Innovation Isn’t Just for Start-ups
In addition to facing questions about the “brain research” I must be doing as VP of HMH Labs, I also got the sense that people didn’t naturally associate a 180-year-old company with innovation. Somehow, innovation has become a term reserved for start-ups, and in particular for start-ups run by young men wearing hoodies in Silicon Valley.
But creativity and entrepreneurial spirit aren’t new concepts, though Edison’s workshop no doubt looked different than the Google campus. While HMH was born long before the latest tech boom, its history is one of innovation. We’ve always been thinking about how to tell stories, engage curiosity and improve learning outcomes.
The recent wave of tech growth has also presented us with new celebrity innovators, like Mark Zuckerberg and Elon Musk. But you can’t under-emphasize the importance of the team—and a well-functioning team—to the innovative process. Great ideas come from various people and teams throughout an organization.
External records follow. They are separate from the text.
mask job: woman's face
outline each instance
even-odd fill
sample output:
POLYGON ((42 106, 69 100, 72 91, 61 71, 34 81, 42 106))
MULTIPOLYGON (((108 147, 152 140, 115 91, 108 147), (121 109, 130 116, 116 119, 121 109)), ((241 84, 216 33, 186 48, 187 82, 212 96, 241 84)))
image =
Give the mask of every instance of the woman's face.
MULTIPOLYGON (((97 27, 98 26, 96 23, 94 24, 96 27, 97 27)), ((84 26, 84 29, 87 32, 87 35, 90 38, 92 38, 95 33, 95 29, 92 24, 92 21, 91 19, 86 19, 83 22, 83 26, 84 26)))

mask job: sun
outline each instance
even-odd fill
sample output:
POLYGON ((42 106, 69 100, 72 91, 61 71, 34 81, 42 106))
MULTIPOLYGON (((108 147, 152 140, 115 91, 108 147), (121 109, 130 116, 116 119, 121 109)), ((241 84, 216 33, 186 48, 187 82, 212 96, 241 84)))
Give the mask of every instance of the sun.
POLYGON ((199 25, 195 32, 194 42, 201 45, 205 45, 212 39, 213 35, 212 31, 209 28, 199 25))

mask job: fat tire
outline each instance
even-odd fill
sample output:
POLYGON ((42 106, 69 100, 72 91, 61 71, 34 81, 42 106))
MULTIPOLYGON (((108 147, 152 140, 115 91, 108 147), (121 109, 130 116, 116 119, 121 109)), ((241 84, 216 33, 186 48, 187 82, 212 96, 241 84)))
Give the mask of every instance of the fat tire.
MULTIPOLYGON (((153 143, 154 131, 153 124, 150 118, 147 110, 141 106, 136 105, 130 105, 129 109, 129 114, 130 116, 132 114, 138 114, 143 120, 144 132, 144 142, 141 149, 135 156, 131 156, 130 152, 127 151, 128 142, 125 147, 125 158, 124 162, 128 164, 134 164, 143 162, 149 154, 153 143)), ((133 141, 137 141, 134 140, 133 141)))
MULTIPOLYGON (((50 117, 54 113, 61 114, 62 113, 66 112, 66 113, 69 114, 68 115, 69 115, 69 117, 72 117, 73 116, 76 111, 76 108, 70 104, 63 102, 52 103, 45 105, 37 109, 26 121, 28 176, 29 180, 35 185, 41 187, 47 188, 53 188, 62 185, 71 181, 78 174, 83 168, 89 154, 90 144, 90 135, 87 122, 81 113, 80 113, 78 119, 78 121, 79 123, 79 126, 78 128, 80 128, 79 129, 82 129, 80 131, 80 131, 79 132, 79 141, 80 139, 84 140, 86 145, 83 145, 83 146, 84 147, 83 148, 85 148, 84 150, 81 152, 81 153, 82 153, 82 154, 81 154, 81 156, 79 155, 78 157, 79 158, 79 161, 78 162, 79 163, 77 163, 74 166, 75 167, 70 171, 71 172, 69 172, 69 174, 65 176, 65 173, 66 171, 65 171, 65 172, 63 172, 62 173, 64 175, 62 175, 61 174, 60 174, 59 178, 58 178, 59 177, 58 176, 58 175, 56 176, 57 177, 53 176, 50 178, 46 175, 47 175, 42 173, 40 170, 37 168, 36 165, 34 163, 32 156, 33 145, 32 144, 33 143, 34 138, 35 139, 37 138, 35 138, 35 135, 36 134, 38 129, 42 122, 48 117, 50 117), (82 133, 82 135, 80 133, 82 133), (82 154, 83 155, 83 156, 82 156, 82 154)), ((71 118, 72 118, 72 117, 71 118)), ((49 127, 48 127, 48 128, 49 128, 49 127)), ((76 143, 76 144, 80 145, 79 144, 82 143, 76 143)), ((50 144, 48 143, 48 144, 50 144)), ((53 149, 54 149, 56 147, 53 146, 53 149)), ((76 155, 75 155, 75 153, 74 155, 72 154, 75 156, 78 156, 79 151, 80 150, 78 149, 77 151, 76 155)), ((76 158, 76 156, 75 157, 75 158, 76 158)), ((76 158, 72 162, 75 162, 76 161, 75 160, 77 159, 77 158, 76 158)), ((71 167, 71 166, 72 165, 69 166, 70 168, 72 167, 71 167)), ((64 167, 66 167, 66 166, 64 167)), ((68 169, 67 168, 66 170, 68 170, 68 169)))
If you really want to make a difference with your product, you have to work together and your team needs to work just as well with other teams in the company.
Collaboration Is Key
Early on in Labs, I knew that working cross-functionally within the company would be key to long-term success. If we were going to enhance the interoperability of our education solutions and explore new modes of delivery, we needed to reinforce the idea that innovation is a collaborative process, not an individual effort.
To help get creative juices flowing, we started an annual Hackathon event last year in HMH’s technology group. This year, we were able to take that event and expand it across the company. We had over 40 teams voluntarily participate from offices around the world and saw solutions developed from all parts of the company that can be used in support of HMH’s core mission. The teams included tech experts, but also employees who don’t spend their days coding. Everyone had valuable insights.
The Hackathon was a great team-building exercise, and helped to highlight all the different ways that new solutions can be developed. It was also a reminder that innovation is indeed a process. In order to set your sights high, it is important to let go of any preconceived notions about what success looks like or who can achieve it. By definition, innovation is dynamic, so don’t limit your or your team’s vision. Instead, ask questions. You’ll be surprised at where your creativity takes you.